CSci 275 TDA Part 1: Project Plan & Database Design

Due: Monday, February 14th.

The main objective of this part of the project is for your team to get to know each other and start thinking about your application. Specifically, you must complete the following:

  1. (0 points)
    Your first step is to identify the domain you would like to manage with your database. It is suggested that you pick an area you will enjoy, since you'll be stuck with it for the semester! In previous years, students who built a database about something they were interested in got the most from this part of the course. Try to pick an area that is relatively substantial, but not too enormous. For example, when expressed in the entity-relationship model, you might want your design to have in the range of seven to ten or so entity sets, and a similar number of relationships. Note that these are ballpark figures only!
     
  2. (25 points)
    Briefly describe the general nature of the domain, a description of the data that must be stored in the database to support the domain, as well as the interactions between users and the database. Your description should be brief and relatively informal ( 2-3 pages). If there are any unique or particularly difficult aspects in your proposed area, please point them out. Your description will be graded only on suitability and clarity. This document (i.e., project plan) will serve as your road map for the development of your database and give the instructor an overview of what you are trying to do and how difficult it is. Please note that it is ok to deviate from this plan as the semester progresses and you understand the details of your application better. Please submit an updated project plan with your deliverable whenever you make changes.
     
  3. (25 points)
    A design of the underlying database using the E/R data model discussed in class. Specifically, your data design should support the needs of the application and should contain somewhere between 7 to 10 entity types, each with their associated attributes (3-5). Attributes should be defined over a mixture of simple, composite, and set-valued domains. In addition, you must specify approximately 7-10 relationships among the entity types of your schema. Finally, specify a set of constraints for the domains, entity types, and relationships.
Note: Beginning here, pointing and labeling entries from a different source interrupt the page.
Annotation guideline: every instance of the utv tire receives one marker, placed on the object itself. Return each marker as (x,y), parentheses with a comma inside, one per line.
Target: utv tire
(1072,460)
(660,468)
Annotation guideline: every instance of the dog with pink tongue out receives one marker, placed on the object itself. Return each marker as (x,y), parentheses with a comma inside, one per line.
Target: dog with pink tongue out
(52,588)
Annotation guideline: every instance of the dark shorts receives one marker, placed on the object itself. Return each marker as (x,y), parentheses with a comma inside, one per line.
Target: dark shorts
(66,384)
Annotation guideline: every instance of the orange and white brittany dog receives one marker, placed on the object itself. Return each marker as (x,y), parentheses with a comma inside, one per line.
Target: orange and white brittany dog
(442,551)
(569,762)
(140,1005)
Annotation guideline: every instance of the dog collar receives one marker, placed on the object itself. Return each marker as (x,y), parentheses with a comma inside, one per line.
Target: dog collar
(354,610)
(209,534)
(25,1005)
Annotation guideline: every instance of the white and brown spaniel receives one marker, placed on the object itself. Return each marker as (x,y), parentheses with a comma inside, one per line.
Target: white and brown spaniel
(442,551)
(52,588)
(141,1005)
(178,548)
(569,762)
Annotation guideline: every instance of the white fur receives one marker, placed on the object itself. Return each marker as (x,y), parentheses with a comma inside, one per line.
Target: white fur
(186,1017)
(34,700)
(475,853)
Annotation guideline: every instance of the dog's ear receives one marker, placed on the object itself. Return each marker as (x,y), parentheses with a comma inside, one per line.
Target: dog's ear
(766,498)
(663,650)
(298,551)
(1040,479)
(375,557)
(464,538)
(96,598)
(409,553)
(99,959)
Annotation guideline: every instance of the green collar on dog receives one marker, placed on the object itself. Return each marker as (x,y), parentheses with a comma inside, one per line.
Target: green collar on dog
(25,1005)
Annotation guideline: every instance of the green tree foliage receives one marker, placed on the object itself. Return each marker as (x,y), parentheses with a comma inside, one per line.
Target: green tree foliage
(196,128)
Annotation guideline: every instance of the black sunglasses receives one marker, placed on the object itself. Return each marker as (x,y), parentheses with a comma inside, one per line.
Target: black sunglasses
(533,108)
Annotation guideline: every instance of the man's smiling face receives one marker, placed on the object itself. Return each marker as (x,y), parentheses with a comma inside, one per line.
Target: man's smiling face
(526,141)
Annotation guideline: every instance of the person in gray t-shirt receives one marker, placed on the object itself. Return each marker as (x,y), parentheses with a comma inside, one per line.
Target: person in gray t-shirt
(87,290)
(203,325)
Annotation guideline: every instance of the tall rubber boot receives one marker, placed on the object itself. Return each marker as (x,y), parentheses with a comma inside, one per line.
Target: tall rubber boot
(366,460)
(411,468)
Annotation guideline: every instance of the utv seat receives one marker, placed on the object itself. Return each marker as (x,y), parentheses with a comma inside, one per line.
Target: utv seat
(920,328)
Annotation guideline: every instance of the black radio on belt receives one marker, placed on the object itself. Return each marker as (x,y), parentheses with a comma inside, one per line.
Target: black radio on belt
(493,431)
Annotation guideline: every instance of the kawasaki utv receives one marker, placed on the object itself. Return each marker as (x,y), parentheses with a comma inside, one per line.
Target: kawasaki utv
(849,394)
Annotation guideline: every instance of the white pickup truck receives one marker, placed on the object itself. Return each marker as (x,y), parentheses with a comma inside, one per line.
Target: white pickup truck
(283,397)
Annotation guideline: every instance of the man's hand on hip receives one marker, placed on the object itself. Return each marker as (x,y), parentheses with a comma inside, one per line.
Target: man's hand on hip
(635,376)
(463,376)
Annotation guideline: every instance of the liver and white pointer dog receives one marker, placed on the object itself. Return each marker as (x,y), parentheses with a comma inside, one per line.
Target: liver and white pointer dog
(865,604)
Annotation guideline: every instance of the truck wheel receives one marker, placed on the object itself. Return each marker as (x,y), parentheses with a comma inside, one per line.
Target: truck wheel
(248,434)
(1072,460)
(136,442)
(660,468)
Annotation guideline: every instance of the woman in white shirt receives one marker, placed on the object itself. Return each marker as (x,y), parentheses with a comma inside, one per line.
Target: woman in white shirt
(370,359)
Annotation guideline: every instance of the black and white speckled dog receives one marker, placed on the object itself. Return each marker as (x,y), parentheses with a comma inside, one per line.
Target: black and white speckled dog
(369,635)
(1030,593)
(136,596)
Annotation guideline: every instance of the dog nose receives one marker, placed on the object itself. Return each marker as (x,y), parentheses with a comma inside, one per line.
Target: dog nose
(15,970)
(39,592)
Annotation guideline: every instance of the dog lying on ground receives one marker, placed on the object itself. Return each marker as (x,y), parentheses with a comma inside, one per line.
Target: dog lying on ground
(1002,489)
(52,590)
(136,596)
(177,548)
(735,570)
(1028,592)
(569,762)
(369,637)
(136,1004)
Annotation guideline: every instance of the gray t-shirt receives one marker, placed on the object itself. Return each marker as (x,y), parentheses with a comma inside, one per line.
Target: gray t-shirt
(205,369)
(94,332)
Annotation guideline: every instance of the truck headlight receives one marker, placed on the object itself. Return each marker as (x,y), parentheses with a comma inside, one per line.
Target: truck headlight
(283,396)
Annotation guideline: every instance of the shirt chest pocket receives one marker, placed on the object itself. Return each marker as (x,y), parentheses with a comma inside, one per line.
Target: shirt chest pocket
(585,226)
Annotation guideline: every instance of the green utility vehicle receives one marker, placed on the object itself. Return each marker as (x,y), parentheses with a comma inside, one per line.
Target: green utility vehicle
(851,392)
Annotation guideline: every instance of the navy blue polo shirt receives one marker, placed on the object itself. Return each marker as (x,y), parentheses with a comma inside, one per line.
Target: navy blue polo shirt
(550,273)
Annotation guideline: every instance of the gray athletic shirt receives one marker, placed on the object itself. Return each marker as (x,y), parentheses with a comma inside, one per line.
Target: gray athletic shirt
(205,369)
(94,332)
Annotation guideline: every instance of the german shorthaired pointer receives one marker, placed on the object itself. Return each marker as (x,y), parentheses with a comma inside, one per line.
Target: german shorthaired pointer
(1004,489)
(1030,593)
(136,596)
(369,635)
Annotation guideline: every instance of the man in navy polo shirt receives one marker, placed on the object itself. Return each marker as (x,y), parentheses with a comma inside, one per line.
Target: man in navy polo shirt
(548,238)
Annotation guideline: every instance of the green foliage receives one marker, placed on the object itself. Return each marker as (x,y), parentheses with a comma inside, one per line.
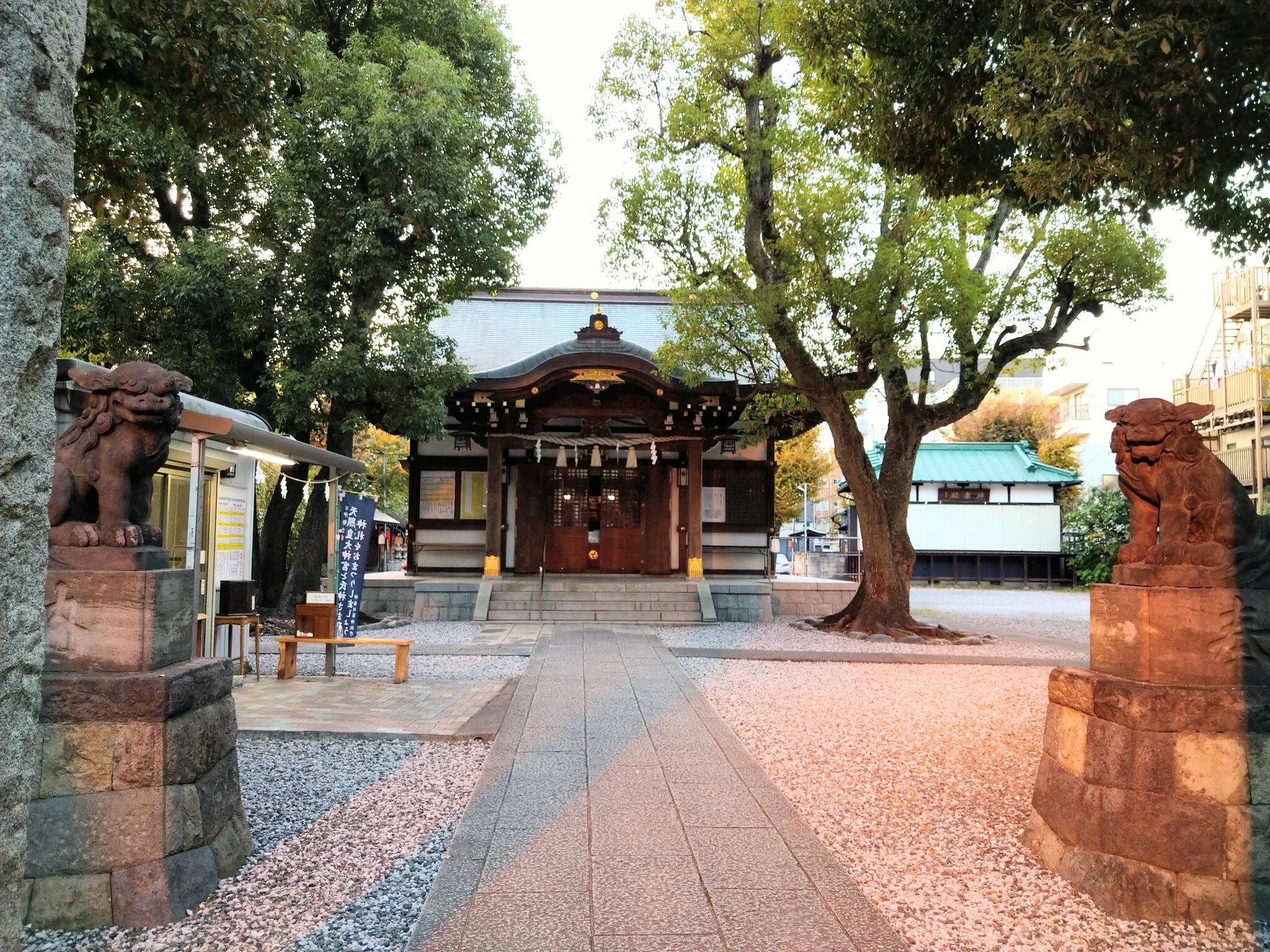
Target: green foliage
(798,263)
(1132,104)
(799,461)
(286,238)
(384,478)
(1008,418)
(794,262)
(1095,530)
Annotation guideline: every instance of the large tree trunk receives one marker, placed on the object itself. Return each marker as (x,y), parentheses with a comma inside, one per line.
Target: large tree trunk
(280,514)
(881,606)
(305,570)
(41,45)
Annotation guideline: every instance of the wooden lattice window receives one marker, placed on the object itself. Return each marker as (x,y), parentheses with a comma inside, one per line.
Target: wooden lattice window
(747,495)
(963,494)
(619,499)
(567,490)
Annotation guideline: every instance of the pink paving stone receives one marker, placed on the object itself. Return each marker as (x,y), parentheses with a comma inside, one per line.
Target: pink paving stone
(582,824)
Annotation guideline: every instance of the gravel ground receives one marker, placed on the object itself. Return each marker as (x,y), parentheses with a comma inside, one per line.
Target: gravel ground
(350,835)
(431,632)
(781,633)
(1059,617)
(920,780)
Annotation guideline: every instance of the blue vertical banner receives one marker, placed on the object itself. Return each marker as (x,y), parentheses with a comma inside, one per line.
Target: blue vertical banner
(356,526)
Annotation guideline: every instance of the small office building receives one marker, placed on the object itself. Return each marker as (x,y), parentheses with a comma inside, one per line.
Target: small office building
(984,512)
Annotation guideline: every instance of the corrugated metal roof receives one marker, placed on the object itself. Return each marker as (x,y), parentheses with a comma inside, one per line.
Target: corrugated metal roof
(978,462)
(494,332)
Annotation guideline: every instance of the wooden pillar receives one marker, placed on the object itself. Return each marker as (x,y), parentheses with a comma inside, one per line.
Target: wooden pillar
(694,517)
(494,508)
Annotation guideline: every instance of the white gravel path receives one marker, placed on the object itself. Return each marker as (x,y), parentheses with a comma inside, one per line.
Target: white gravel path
(781,633)
(920,780)
(431,632)
(350,835)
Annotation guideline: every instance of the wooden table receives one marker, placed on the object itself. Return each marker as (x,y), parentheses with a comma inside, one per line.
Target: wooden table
(241,622)
(287,654)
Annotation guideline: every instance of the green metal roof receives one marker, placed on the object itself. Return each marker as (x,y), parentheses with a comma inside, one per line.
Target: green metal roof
(978,462)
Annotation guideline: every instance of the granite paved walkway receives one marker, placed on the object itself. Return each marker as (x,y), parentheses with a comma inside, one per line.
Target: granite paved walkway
(618,813)
(431,708)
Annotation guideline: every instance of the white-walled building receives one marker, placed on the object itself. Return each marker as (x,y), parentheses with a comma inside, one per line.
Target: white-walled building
(1089,384)
(984,512)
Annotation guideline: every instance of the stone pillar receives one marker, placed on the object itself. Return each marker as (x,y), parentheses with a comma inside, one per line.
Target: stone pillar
(136,811)
(41,45)
(1153,795)
(494,508)
(694,511)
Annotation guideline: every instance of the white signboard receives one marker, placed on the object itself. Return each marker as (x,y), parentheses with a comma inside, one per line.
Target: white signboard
(231,535)
(437,494)
(714,505)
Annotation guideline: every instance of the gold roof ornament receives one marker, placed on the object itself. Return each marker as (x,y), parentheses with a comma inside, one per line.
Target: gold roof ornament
(597,375)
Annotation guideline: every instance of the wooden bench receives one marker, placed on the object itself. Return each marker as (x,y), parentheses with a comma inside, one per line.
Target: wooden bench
(287,654)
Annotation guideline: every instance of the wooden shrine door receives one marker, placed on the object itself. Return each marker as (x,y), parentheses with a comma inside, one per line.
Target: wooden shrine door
(568,512)
(531,517)
(655,519)
(620,547)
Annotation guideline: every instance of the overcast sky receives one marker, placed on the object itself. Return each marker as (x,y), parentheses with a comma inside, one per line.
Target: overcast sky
(562,43)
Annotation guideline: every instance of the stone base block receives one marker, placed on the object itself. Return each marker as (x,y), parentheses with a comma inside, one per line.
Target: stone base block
(1181,635)
(1155,800)
(164,890)
(118,621)
(138,816)
(70,902)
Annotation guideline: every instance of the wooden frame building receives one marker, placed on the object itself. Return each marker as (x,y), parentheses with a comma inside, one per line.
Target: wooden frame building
(580,457)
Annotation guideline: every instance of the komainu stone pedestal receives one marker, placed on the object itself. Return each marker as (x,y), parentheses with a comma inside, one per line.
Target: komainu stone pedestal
(136,811)
(1153,790)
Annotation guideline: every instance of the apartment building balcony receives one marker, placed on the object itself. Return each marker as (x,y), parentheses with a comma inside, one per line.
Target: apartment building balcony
(1233,398)
(1242,462)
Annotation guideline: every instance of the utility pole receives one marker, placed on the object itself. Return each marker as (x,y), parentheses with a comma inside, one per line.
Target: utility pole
(804,517)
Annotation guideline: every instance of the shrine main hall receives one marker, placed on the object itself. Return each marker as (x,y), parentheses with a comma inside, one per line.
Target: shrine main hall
(571,452)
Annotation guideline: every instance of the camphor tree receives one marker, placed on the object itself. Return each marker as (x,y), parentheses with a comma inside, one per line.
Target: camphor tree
(1129,103)
(799,461)
(799,266)
(281,200)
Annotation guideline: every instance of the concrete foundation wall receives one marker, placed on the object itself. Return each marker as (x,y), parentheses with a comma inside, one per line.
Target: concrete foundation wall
(808,599)
(383,597)
(445,601)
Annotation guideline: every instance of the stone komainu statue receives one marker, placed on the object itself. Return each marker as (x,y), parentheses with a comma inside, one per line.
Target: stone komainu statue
(1185,507)
(106,461)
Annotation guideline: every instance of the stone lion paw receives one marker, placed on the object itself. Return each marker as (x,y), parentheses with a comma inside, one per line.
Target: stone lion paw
(121,535)
(79,535)
(1168,553)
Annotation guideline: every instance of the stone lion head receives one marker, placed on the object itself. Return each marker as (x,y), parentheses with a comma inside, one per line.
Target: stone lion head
(1146,430)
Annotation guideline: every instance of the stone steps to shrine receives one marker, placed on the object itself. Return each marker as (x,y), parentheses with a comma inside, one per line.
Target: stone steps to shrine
(578,601)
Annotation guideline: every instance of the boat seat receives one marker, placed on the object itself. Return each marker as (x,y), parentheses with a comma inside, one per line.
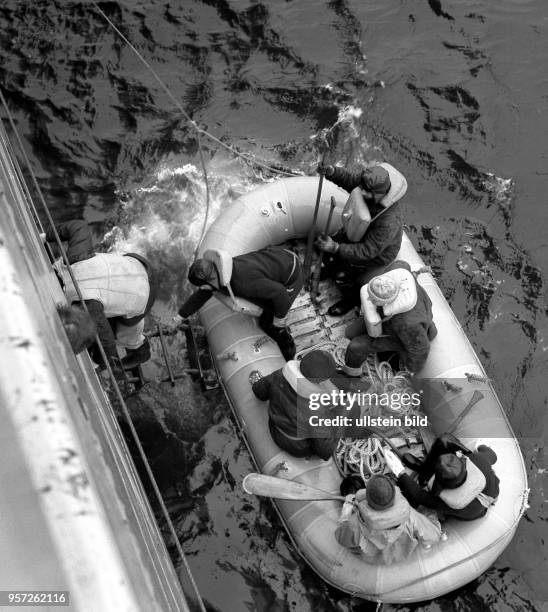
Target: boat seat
(223,262)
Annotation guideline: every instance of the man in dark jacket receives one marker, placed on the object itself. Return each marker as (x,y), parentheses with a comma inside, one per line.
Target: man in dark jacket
(408,333)
(119,290)
(290,390)
(352,262)
(270,278)
(464,485)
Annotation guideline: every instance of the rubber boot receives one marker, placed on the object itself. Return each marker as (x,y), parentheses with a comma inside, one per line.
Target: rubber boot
(135,357)
(341,307)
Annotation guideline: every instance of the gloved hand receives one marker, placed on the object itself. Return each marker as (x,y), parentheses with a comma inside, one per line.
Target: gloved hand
(348,508)
(394,464)
(327,244)
(326,170)
(254,377)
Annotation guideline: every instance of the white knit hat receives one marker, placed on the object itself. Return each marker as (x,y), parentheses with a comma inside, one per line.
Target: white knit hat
(382,290)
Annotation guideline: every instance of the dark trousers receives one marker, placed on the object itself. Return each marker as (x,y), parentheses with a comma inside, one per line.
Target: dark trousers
(361,345)
(293,288)
(349,278)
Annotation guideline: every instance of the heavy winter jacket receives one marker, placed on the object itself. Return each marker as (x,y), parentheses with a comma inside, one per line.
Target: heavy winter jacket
(288,418)
(270,278)
(382,240)
(408,333)
(112,285)
(414,330)
(475,509)
(386,536)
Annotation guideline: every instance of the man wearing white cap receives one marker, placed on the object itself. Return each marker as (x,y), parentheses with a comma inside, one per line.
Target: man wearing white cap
(372,228)
(397,317)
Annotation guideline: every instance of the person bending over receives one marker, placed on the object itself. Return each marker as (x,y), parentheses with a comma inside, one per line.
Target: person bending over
(270,278)
(397,317)
(372,228)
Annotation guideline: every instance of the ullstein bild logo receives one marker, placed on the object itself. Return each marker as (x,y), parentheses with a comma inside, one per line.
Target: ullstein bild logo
(342,399)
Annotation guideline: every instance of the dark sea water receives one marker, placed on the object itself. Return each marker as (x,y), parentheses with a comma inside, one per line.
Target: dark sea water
(454,94)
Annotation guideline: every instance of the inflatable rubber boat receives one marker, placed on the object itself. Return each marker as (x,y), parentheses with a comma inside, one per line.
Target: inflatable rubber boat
(281,211)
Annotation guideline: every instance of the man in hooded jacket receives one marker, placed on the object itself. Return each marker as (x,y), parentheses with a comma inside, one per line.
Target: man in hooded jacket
(380,525)
(270,278)
(289,391)
(119,291)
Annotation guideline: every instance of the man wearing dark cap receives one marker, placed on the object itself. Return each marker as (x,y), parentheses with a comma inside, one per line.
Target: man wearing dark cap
(384,529)
(397,317)
(359,248)
(289,390)
(461,483)
(270,278)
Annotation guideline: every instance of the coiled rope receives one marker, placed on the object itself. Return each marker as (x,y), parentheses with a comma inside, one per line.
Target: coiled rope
(365,456)
(114,382)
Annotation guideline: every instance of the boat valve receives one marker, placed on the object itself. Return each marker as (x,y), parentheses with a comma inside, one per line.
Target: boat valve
(260,342)
(280,467)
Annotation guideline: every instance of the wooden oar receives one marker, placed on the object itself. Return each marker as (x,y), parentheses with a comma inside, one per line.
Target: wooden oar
(476,397)
(270,486)
(312,231)
(314,284)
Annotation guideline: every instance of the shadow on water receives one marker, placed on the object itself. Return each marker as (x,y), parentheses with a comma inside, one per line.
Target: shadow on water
(421,86)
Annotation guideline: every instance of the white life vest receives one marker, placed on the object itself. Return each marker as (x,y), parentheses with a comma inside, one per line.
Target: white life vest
(468,491)
(224,264)
(405,300)
(396,515)
(119,282)
(398,186)
(356,216)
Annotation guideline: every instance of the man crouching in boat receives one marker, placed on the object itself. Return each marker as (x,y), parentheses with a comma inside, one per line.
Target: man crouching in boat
(289,390)
(460,483)
(270,278)
(397,317)
(380,525)
(372,228)
(119,291)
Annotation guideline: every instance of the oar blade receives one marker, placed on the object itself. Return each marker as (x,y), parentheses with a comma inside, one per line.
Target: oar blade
(270,486)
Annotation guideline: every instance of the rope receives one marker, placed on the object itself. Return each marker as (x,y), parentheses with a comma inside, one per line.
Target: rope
(28,197)
(365,456)
(245,156)
(115,385)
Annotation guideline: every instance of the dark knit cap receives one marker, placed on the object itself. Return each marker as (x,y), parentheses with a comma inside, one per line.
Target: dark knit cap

Include as many constraints as you need to support the application (and as you can model using E/R constructs). At this point do not worry about how to enforce the constraints in the DBMS. Please use the notation introduced in the lectures or the textbook.

For this part, you need to hand in your project plan as well as your E/R database design. You may use an E/R design tool if you have access to one. Otherwise, paper & pencil is ok, with a clear photo or scan submitted.

Your project plan will be examined quickly to catch major problems before you have to hand in the next deliverable for Part 2.